Former FBI Agent Gary Davis, R-Cassville, said he has done some research, but also still has more to do. Along with mentioning the law enforcement block grants as a possibility, Davis said there are other grants that may help with overtime pay and enforcement of driving while intoxicated laws.
"The [High Intensity Drug Trafficking Areas] program, with our meth problem, is something we'd probably be in good position for," he said.
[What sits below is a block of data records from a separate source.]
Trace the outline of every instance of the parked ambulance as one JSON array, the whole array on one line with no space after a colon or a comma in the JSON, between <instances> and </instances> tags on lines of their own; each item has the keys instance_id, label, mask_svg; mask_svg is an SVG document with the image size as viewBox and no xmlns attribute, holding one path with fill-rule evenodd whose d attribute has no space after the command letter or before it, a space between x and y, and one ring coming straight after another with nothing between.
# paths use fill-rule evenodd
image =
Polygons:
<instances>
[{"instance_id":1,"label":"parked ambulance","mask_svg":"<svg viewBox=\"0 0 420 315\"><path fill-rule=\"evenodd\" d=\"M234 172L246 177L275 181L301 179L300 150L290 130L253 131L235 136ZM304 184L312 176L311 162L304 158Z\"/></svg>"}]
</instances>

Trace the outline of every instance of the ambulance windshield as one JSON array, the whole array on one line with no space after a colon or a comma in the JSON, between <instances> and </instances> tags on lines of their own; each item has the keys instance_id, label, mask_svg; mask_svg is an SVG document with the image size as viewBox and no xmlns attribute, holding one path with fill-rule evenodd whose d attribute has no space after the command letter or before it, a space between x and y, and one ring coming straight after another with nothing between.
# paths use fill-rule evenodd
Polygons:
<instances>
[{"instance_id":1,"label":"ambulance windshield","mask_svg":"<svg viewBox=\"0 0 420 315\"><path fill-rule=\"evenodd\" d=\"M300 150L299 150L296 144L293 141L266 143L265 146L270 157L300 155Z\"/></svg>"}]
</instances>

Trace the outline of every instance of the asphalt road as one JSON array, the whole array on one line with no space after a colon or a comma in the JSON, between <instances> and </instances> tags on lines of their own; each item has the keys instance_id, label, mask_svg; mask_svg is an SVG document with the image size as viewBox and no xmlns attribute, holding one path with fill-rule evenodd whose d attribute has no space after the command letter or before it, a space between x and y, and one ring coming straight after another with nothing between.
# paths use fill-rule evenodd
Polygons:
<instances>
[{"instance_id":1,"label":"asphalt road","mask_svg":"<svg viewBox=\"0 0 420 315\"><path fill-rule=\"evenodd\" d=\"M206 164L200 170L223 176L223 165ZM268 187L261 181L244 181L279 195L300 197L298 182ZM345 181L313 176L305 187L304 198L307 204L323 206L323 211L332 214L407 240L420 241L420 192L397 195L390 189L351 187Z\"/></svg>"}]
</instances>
That would fund overtime for narcotics enforcement in connection with the drug task force."
Davis said not many grants would increase personnel, but some would give money for training or overtime to reserves to fill in if deputies are tied up.
"There are a ton of grants to buy everything from apples to zebras, and all of them have strings attached," Davis said. "Some require a 5-10 percent match, and the question is, does that fit our needs."
Davis said there are a lot of little needs he would seek grant money for, all in an effort to better-equip and more safely-equip Barry County law enforcement.
"None of our patrol officers have cameras, so many have to take pictures of crime scenes for evidence with their cell phones," he said. "I had one deputy a couple weeks ago show me a photo of a footprint at a crime scene he had to take with his iPhone. It's simple things like that the public may never notice, but it makes us more effective."
Ruark said one thing he has continually said he plans to do is attack the drug problem, and he is seeking grant funding to help in that endeavor.
"I have spoken to two POST-certified individuals, one that has agreed to be a full-time narcotics officer, and another who has agreed to handle a K-9 unit," he said. "They would work as a team."
Ruark said the pair would be part of a restructure of the department, not adding to any current personnel.
"The K-9 would depend on funding to get it done, and there are grants that could cover that cost," he said. "First, I wanted to talk to them to make sure they would accept the positions, and now, I'm putting everything together to get the funding squared away."
Davis said the only issue with grant money is all the stipulations that come along with them, such as reports that have to accommodate applications, or policies that must be in place to qualify.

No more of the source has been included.